Today, U.S. Rep. Fred Upton, R-St. Joseph, applauded a $2 million Department of Energy grant awarded to Western Michigan University (WMU) to investigate five types of infrastructure-based sensors to improve energy efficiency in autonomous vehicles. That includes technology that could be embedded in a roadway, sensors that could offload data through a cellular network, and systems to draw information from existing infrastructure data. The grant is funded through the Department's Vehicle Technologies Office as part of its larger $60 million investment in 24 projects nationwide to reduce vehicle greenhouse gas emissions.
Among several priorities, these projects will support research and development in battery efficiency, electrification, new mobility systems, lightweight manufacturing materials, fuel emissions reduction, and transportation and energy analysis.
"This nearly $2 million will be a well-deserved boost for WMU's ongoing autonomous vehicle research" said Rep. Upton. "More energy-efficient and cost-effective vehicle technology developed at institutions like WMU will help reduce emissions and power the future. As the auto capital of the world, Michigan will surely continue to play an outsized role in these cutting-edge initiatives that will create jobs and support economic development."
"We're grateful for this investment, which is a wonderful vote of confidence in our track record and research efforts improving autonomous vehicle technology," said Dr. Steven Carr, interim vice president for research and innovation at WMU. "Now WMU has the potential to be a leader in a unique approach to advancing autonomous vehicles. Improving the precision of the technology in this manner will set us apart."
Dr. Zach Asher, assistant professor of mechanical and aerospace engineering at WMU, has been pursuing autonomous vehicle research at WMU for several years, and will be the lead on this Department of Energy supported initiative.
"I am excited about this project because it's a fundamentally different approach to achieving autonomous vehicles than what researchers have done to date," said Asher. "This project means a lot to Western because we have a chance to start contributing to the statewide mobility ecosystem. I think this is a major initiative that will catalyze future efforts in this area."
In May, Upton visited WMU's Business Technology and Research Park - a high-tech business development that brings private firms and university researchers together - to see firsthand the work researchers, faculty, and students are doing to develop cleaner energy solutions.

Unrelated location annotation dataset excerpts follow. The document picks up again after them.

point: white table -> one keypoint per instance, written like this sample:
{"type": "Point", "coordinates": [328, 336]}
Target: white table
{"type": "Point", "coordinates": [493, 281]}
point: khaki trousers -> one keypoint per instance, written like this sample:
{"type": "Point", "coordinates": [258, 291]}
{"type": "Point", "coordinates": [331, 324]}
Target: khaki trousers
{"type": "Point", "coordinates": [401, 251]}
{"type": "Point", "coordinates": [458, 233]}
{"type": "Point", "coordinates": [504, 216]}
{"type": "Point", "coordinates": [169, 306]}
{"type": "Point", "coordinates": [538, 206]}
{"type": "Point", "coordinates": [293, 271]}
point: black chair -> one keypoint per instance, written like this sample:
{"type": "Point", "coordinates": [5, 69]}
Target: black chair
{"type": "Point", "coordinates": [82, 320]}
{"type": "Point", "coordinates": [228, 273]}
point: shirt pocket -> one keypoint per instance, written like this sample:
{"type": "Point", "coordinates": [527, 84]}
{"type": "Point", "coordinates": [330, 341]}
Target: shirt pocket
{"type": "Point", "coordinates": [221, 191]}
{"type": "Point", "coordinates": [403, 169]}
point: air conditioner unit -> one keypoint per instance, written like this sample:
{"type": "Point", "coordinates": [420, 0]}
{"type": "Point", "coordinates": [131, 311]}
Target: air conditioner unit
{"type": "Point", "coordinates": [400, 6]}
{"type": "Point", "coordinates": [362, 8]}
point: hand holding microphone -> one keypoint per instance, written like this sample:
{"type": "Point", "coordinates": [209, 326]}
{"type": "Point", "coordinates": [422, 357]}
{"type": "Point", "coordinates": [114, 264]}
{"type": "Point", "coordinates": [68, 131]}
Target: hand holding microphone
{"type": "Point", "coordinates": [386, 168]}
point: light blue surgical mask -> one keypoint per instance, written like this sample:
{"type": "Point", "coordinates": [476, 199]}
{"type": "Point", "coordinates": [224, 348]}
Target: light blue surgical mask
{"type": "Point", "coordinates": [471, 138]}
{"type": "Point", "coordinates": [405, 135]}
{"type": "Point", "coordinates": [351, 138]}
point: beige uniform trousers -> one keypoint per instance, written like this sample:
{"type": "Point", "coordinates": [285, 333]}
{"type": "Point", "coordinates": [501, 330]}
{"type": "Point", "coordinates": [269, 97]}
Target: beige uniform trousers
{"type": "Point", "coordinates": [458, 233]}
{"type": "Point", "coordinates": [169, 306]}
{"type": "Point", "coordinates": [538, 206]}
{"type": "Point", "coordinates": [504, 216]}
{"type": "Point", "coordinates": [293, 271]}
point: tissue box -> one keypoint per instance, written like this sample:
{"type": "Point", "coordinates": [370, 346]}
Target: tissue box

He also met with Dr. Zach Asher to discuss his research in more depth.
WMU and Dr. Asher kicked off this groundbreaking work in September of 2019, with support from the Michigan Mobility Challenge. Dr. Asher's work among autonomous & electric vehicles will be bolstered by the Department of Energy's investment, and will focus on high quality perception data to achieve energy efficient autonomous vehicle operation through computation reductions and offloading.